Le Paris Saint-Germain (PSG) s'engage activement dans la promotion du sport inclusif et la sensibilisation au handicap. Plusieurs initiatives et rencontres ont été organisées pour encourager la pratique sportive sans limites et pour sensibiliser les jeunes joueurs aux réalités du handicap.

Des joueurs du PSG rencontrent une équipe de foot fauteuil.

Rencontre entre Stars du PSG et Joueurs de Foot Fauteuil

Trois stars du PSG, dont Thiago Silva, sont venues échanger quelques passes avec des joueurs de foot fauteuil. Ils ont testé ces petits bolides et tenté quelques buts, envoyant un message fort : la pratique du sport ne connait aucune limite.

Thiago Silva, Alphonse Areola, Adrien Rabiot et Zoumana Camara (un ancien défenseur qui fait désormais partie du staff) ont participé à cette expérience inédite : le foot fauteuil électrique.
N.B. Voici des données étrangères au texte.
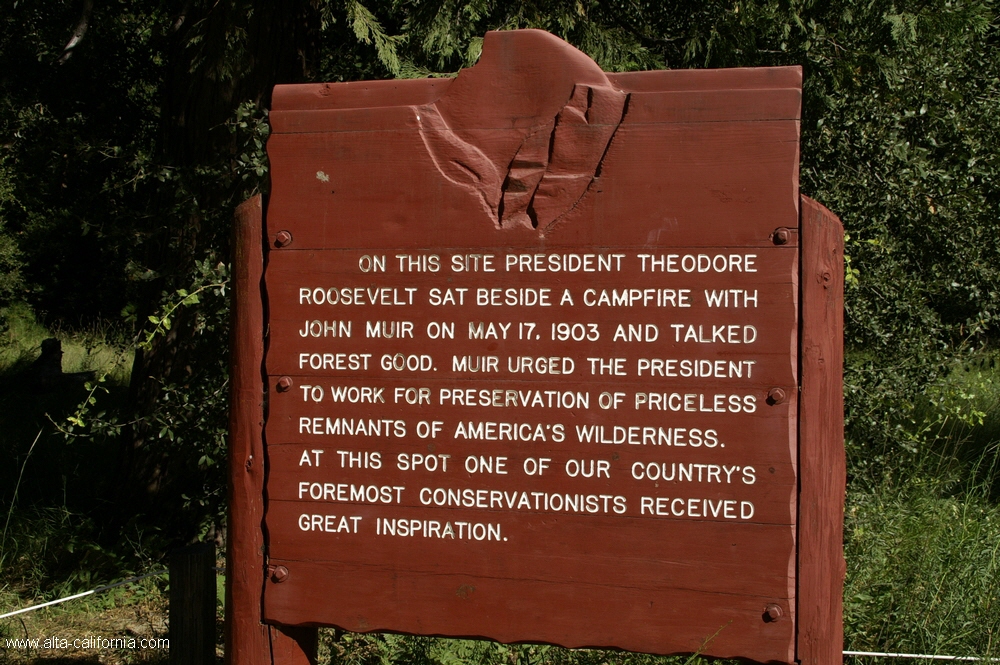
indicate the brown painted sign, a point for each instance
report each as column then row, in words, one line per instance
column 534, row 359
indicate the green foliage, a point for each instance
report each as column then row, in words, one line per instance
column 355, row 649
column 923, row 573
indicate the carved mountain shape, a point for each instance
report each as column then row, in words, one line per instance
column 458, row 161
column 524, row 130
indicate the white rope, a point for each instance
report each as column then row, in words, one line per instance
column 99, row 589
column 920, row 656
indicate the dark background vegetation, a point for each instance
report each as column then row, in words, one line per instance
column 130, row 130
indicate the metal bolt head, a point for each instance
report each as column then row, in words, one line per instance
column 282, row 238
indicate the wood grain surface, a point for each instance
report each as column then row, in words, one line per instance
column 521, row 484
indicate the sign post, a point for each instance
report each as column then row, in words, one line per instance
column 549, row 354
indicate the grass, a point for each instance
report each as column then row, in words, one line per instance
column 922, row 540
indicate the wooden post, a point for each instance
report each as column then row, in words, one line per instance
column 192, row 605
column 248, row 640
column 822, row 466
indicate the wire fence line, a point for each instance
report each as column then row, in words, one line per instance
column 221, row 571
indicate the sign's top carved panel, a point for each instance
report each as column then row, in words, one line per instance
column 533, row 354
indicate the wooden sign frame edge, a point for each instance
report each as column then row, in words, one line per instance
column 820, row 563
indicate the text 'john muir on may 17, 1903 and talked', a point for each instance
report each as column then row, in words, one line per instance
column 450, row 394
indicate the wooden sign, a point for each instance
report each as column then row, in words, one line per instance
column 552, row 355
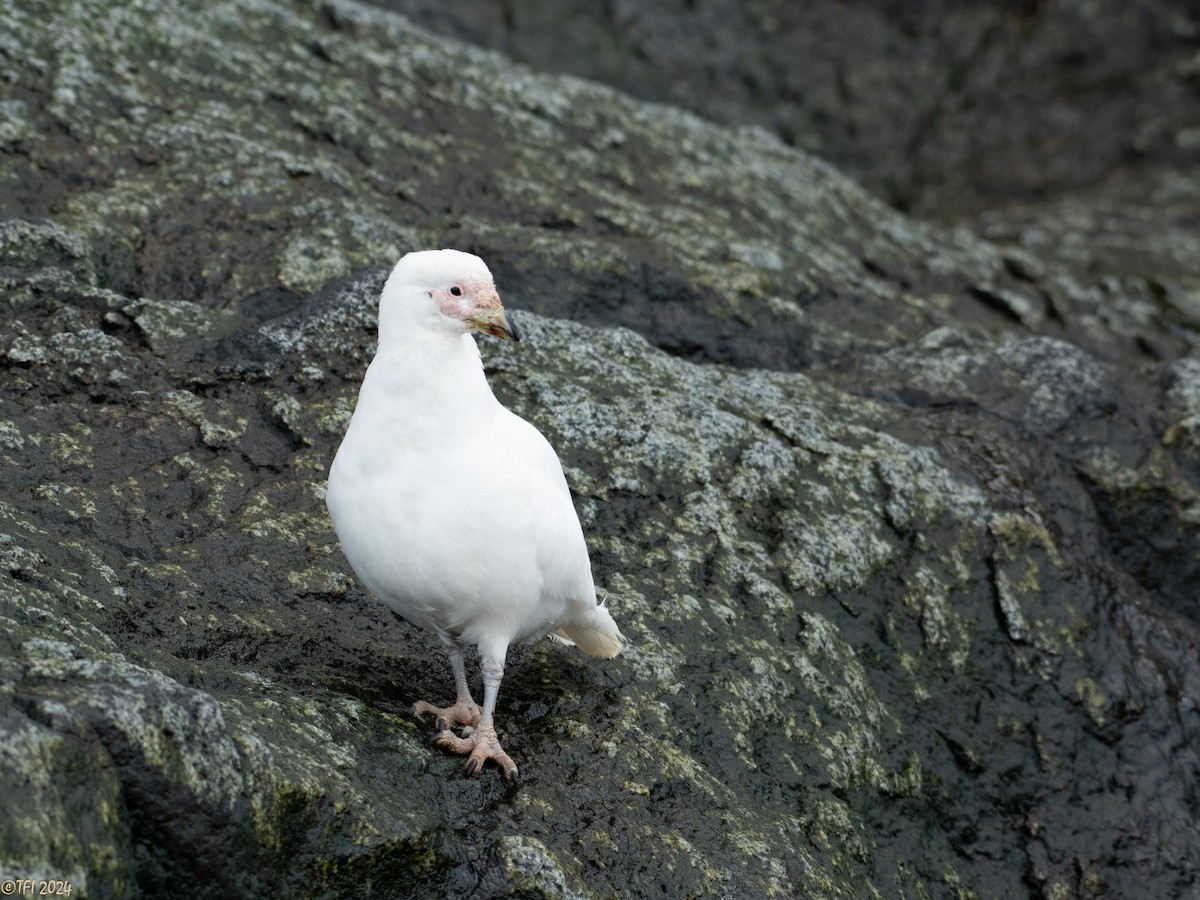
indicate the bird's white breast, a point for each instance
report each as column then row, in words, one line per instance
column 453, row 510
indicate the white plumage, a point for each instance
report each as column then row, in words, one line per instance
column 453, row 510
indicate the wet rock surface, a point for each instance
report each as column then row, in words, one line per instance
column 901, row 523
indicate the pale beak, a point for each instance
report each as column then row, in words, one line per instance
column 497, row 323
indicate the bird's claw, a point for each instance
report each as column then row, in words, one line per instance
column 481, row 745
column 465, row 713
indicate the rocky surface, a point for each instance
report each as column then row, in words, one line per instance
column 901, row 523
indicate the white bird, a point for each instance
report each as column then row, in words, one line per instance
column 453, row 510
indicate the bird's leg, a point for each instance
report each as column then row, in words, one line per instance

La rencontre a eu lieu au gymnase des Lavandières, à Saint-Germain-en-Laye, près du Camp des Loges où s'entraînent les Parisiens.

Au lendemain de leur défaite contre Strasbourg, ces quatre joueurs sont venus à la rencontre de l'équipe de foot fauteuil du club Upsilon de Châtenay-Malabry. Créé en 2005, ce club compte une cinquantaine d'adhérents, dont 20 joueurs de foot fauteuil, hommes et femmes.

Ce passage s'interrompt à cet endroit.